2. http://ntrs.nasa.gov/robots.txt

db48x · on Aug 21, 2014

It's not been nuked, merely hidden.

jleader · on Aug 20, 2014

A few years ago I talked to an IA engineer, who said they were planning on dealing with this by not crawling sites whose nameservers were known to point to a domain parking company. The idea was that if they never retrieved the robots.txt, they wouldn't retroactively apply it. I don't know if that filtering out of parking nameservers ever happened, and it wouldn't help for parked domains whose robots.txt they'd already retrieved, but but it would help with domains that lapse in the future.

stavros · on Aug 20, 2014

But why retroactively remove the data? The original owner was fine with holding it, why should the snapshot be deleted because a completely different person wants his completely different website to not be crawled?

bjt · on Aug 20, 2014

It's hard for a bot to understand concepts of 'owner' and 'completely different person' based on the data they have available. Companies can use this robots.txt feature to un-index old marketing content after a re-branding, for example. Or after an acquisition.

stavros · on Aug 20, 2014

Sure, but, surely, the bot has timestamps saying "robots.txt allowed me to keep these documents last time I spidered them". Why do they have to be retroactively removed? robots.txt only disallows spidering, it doesn't mandate that you should delete all the data you've already spidered.

db48x · on Aug 21, 2014

Because most of the problems come from people who want to hide old material that they didn't realize was being indexed. The automatic behavior is simple and easy to implement, and doesn't require any human intervention.

im3w1l · on Aug 20, 2014

Imo, a better approach than nuking old data, could be to keep the data, but not show it.

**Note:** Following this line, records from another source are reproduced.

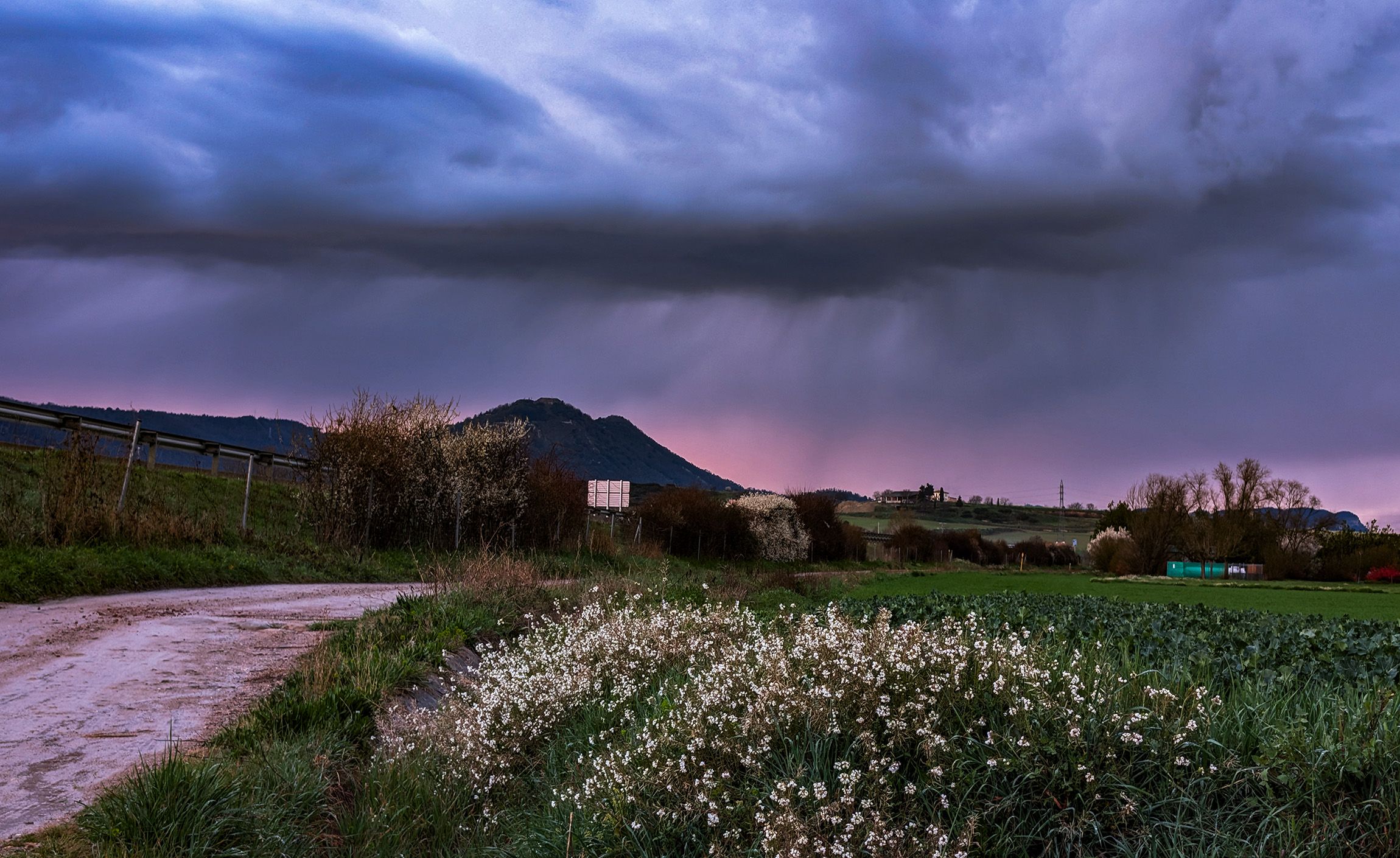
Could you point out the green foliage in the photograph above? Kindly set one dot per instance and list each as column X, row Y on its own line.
column 1181, row 641
column 276, row 781
column 35, row 573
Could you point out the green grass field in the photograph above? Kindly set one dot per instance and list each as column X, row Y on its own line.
column 1361, row 602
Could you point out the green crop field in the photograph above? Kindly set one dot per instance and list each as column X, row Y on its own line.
column 1370, row 602
column 657, row 721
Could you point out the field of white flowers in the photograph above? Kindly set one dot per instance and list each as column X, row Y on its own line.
column 665, row 730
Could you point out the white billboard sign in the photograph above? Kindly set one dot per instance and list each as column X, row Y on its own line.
column 609, row 495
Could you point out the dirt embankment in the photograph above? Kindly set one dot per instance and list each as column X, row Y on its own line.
column 89, row 686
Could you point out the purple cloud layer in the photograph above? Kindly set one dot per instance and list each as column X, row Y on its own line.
column 985, row 245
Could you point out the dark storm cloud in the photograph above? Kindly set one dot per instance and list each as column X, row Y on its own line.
column 827, row 148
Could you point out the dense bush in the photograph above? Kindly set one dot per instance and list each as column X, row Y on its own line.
column 391, row 473
column 776, row 527
column 832, row 539
column 556, row 506
column 693, row 521
column 1113, row 552
column 1038, row 552
column 1350, row 555
column 916, row 543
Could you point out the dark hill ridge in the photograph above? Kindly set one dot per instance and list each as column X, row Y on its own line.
column 257, row 433
column 604, row 448
column 609, row 448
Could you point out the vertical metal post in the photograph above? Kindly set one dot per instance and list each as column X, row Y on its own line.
column 248, row 487
column 127, row 478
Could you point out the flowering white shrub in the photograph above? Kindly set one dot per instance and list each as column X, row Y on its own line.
column 810, row 735
column 600, row 657
column 775, row 524
column 1113, row 552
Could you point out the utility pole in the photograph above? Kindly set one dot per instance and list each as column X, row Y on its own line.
column 1062, row 510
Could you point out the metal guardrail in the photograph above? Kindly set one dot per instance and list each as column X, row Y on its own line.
column 19, row 412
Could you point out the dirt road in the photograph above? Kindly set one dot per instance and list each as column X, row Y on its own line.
column 91, row 685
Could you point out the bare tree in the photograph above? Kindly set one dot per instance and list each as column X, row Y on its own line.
column 1294, row 515
column 1161, row 509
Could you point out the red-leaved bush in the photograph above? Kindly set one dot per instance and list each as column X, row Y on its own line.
column 1384, row 574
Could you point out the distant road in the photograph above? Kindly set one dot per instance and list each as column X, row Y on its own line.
column 91, row 685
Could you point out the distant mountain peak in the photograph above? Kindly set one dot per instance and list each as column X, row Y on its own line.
column 604, row 448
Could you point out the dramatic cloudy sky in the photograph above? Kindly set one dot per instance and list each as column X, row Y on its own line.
column 803, row 243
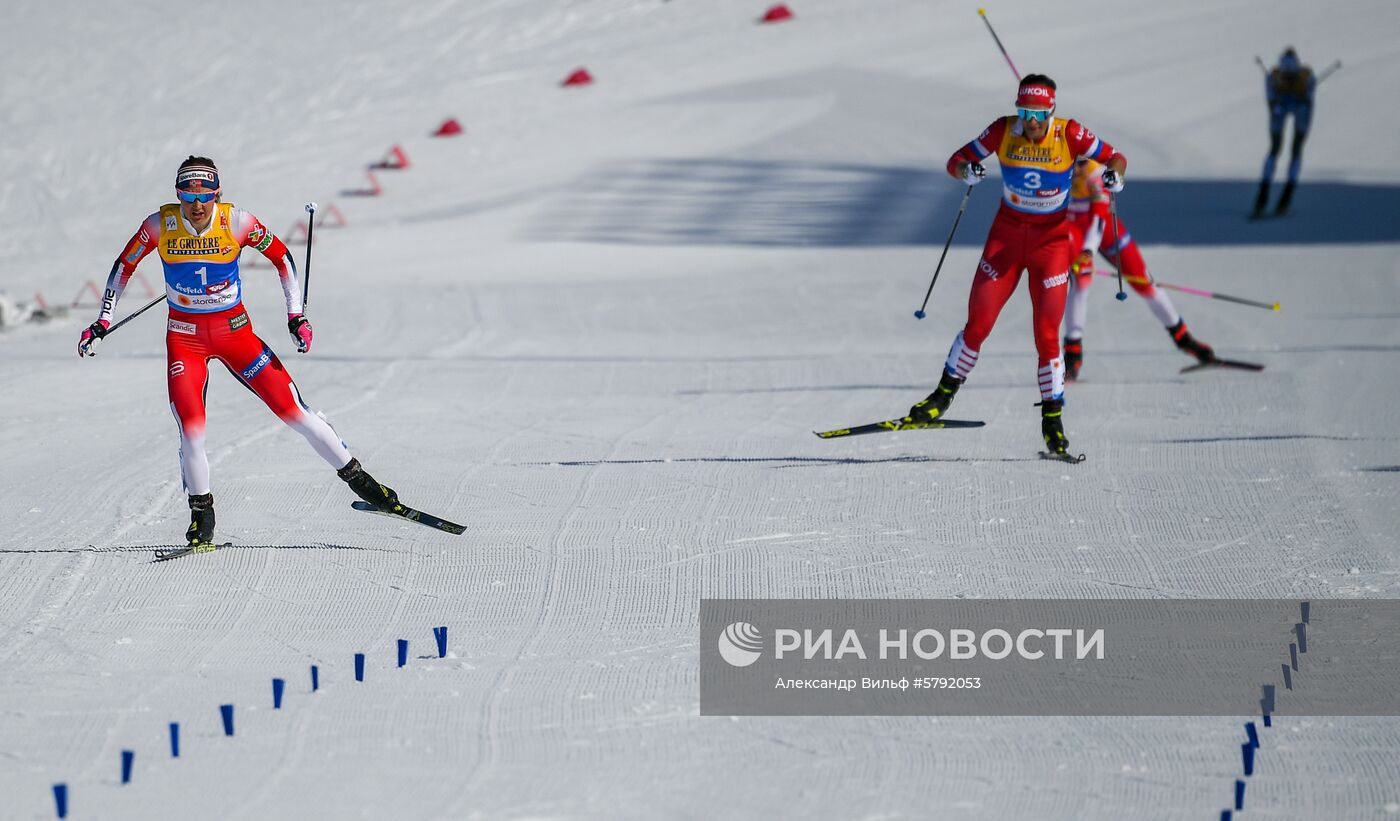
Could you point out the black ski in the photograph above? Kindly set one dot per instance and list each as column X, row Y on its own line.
column 424, row 519
column 1225, row 363
column 896, row 425
column 188, row 551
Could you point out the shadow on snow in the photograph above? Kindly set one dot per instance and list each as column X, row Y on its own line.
column 735, row 202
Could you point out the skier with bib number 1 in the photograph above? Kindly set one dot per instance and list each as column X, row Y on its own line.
column 199, row 240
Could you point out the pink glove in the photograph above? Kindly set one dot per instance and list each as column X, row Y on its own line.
column 91, row 335
column 300, row 329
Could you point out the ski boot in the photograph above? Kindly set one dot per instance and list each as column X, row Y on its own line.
column 935, row 404
column 366, row 488
column 200, row 533
column 1260, row 202
column 1052, row 428
column 1073, row 357
column 1284, row 201
column 1190, row 345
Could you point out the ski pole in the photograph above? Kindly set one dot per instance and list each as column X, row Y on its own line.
column 983, row 14
column 1117, row 245
column 1197, row 292
column 311, row 226
column 920, row 313
column 135, row 314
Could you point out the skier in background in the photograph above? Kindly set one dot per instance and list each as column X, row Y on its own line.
column 1092, row 229
column 199, row 241
column 1031, row 233
column 1290, row 91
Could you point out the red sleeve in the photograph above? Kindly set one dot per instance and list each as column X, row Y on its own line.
column 140, row 244
column 980, row 149
column 1085, row 145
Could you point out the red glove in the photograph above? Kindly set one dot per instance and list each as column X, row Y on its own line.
column 300, row 329
column 91, row 335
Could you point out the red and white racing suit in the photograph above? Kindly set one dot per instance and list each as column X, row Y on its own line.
column 1029, row 234
column 207, row 321
column 1095, row 229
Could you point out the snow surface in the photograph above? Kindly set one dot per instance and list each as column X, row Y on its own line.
column 599, row 328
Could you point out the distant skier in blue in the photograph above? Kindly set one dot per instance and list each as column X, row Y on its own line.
column 1290, row 90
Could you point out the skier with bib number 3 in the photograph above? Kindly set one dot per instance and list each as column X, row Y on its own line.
column 1031, row 234
column 199, row 240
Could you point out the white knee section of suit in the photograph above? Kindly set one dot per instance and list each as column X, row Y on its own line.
column 193, row 461
column 1162, row 308
column 322, row 437
column 1052, row 378
column 1077, row 310
column 318, row 432
column 961, row 359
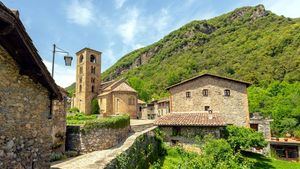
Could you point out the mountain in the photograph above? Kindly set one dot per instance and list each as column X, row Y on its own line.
column 249, row 43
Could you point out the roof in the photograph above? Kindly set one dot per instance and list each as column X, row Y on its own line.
column 86, row 48
column 190, row 119
column 115, row 86
column 212, row 75
column 15, row 40
column 124, row 87
column 281, row 141
column 141, row 102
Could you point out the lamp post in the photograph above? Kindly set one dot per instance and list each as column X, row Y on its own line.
column 68, row 59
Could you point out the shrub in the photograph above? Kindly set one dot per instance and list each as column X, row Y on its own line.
column 110, row 122
column 242, row 138
column 95, row 107
column 74, row 110
column 218, row 154
column 79, row 118
column 57, row 156
column 71, row 153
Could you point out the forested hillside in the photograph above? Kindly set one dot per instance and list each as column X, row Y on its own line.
column 249, row 43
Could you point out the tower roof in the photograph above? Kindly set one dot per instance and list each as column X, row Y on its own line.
column 86, row 48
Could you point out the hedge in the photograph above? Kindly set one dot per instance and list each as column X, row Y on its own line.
column 109, row 122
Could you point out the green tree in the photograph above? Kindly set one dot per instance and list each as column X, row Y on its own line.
column 95, row 107
column 242, row 138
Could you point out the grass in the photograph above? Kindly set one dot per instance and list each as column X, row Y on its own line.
column 90, row 122
column 263, row 162
column 79, row 118
column 174, row 159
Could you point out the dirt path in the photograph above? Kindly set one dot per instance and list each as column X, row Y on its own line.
column 98, row 159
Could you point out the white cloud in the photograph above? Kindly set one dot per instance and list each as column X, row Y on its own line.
column 138, row 45
column 287, row 8
column 64, row 76
column 81, row 12
column 119, row 3
column 129, row 29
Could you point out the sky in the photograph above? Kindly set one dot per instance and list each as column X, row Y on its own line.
column 117, row 27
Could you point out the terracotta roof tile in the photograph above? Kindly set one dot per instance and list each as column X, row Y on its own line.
column 190, row 119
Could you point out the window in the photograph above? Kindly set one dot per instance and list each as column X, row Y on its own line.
column 254, row 126
column 93, row 59
column 205, row 92
column 176, row 131
column 131, row 101
column 80, row 59
column 226, row 92
column 93, row 69
column 206, row 108
column 188, row 94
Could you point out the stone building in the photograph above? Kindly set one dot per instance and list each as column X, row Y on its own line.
column 261, row 124
column 59, row 122
column 26, row 94
column 88, row 78
column 155, row 109
column 116, row 98
column 210, row 93
column 184, row 127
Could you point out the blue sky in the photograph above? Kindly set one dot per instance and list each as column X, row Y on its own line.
column 116, row 27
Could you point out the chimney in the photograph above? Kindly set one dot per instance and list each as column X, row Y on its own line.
column 210, row 116
column 15, row 12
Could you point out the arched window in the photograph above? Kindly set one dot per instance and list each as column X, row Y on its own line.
column 93, row 69
column 205, row 92
column 80, row 58
column 93, row 59
column 226, row 92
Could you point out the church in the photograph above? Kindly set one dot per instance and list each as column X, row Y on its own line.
column 114, row 97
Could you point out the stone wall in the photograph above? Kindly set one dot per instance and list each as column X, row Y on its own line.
column 59, row 126
column 187, row 134
column 25, row 132
column 94, row 140
column 233, row 108
column 146, row 149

psykovsky · on Aug 20, 2014

I may be mistaken, but I think I read somewhere that's exactly what they do. But don't take my word for it.

ersii · on Aug 20, 2014

You are not mistaken. The Internet Archive does not delete or "nuke" the data that is blocked by a robots.txt. Even though cough some people believe so (see parent thread).

Source: IA staffers.

pimlottc · on Aug 20, 2014

What you say is true for sites mirrored by IA's Wayback Machine, though my understanding is they retain the data in case the robots.txt is lifted later on.

Linking to media uploaded to the main archive itself should be safer, though.

walterbell · on Aug 20, 2014

Have you heard of other caches/archives (e.g. Google) applying the same retroactive policy? Presmably IA has no way of finding out that domain ownership has changed. I wonder if they are applying this policy to pages referenced by Wikipedia, http://blog.archive.org/2013/10/25/fixing-broken-links/

The safest archive of a web page is a local PDF.

toomuchtodo · on Aug 20, 2014

> The safest archive of a web page is a local PDF.

Minor quibble: The safest archive of a web page is a local WARC archive:

http://www.archiveteam.org/index.php?title=Wget_with_WARC_ou...

walterbell · on Aug 20, 2014

Good point, I would say both are needed. The WARC is only useful if there is a matching web browser and operating system in a VM which could render the HTML+Javascript and produce the original layout. PDF/A would mostly retain the browser layout.

im3w1l · on Aug 20, 2014

I use virtual notary for this. You give it a URL, and vn fetches it, and gives you a cryptographic certificate of time of retrieval and website's content at that time.